A Refined Laser Method and Faster Matrix Multiplication | Breakthroughs

The Simons Institute's Breakthroughs series kicked off on June 16 with a talk by Virginia Vassilevska Williams of MIT, who recently developed the fastest method to date for multiplying two matrices, in collaboration with Josh Alman of Columbia. Breakthroughs is a new lecture series highlighting major new developments in theoretical computer science and is geared toward a scientific audience. 

Matrix multiplication is one of the most basic linear algebraic operations outside elementary arithmetic. The study of matrix multiplication algorithms is very well motivated from practice, as the applications are plentiful. Matrix multiplication is also of great mathematical interest. Since Strassen's discovery in 1969 that n-by-n matrices can be multiplied asymptotically much faster than the brute-force O(n³) time algorithm, many fascinating techniques have been developed, incorporating ideas from computer science, combinatorics, and algebraic geometry.

The fastest algorithms over the last three decades have used Strassen's "laser method" and its optimization by Coppersmith and Winograd.

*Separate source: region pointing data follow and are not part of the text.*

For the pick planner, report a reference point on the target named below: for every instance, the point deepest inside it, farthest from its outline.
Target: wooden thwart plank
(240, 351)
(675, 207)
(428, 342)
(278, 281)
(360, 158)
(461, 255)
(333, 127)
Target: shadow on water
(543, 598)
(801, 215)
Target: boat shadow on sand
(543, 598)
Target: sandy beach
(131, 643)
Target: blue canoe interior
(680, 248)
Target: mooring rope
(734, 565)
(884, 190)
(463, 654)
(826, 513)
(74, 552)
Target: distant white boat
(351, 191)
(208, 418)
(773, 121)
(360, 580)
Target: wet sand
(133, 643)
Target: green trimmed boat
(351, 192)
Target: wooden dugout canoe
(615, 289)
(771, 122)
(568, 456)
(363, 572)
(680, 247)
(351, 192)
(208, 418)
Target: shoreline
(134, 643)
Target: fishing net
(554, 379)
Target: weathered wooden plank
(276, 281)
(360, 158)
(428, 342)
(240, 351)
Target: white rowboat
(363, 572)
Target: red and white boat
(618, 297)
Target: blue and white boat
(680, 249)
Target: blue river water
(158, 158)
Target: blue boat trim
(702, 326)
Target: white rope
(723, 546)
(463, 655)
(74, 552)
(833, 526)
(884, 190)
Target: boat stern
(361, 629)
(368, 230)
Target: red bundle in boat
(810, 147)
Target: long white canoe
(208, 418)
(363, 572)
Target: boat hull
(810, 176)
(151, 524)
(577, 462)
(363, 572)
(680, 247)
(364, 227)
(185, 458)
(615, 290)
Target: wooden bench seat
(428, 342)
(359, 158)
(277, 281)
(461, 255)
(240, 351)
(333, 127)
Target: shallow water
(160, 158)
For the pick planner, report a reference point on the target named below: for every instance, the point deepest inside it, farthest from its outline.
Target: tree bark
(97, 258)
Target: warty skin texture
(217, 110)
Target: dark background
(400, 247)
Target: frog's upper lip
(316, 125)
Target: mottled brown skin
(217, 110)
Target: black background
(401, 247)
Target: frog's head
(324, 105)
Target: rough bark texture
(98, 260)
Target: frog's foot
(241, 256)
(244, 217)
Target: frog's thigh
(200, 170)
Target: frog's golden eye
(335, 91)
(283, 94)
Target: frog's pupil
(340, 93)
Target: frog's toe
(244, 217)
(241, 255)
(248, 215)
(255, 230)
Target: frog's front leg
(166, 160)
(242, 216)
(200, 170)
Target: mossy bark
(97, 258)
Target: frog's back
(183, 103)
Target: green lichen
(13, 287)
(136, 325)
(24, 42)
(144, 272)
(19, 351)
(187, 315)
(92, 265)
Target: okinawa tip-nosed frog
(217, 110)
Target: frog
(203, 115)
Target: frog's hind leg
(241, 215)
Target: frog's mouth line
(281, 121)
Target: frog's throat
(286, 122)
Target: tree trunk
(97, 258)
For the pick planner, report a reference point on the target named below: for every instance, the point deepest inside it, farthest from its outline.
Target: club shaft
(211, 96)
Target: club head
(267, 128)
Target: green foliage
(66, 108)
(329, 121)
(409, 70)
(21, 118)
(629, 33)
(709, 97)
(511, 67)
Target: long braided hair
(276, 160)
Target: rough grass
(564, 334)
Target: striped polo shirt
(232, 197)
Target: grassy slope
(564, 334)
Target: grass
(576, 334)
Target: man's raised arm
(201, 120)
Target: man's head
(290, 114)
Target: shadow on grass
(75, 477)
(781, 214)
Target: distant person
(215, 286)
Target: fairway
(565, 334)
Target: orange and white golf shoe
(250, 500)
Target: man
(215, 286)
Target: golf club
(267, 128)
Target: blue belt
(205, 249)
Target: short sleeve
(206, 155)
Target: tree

The method has remained unchanged; the algorithms have differed in what the method was applied to. In recent work, Williams and Alman improve the method so that applying it to the same objects that the old method was applied to immediately yields faster algorithms. Using this new method, they obtain the theoretically fastest algorithm for matrix multiplication to date, with running time O(n^2.37286).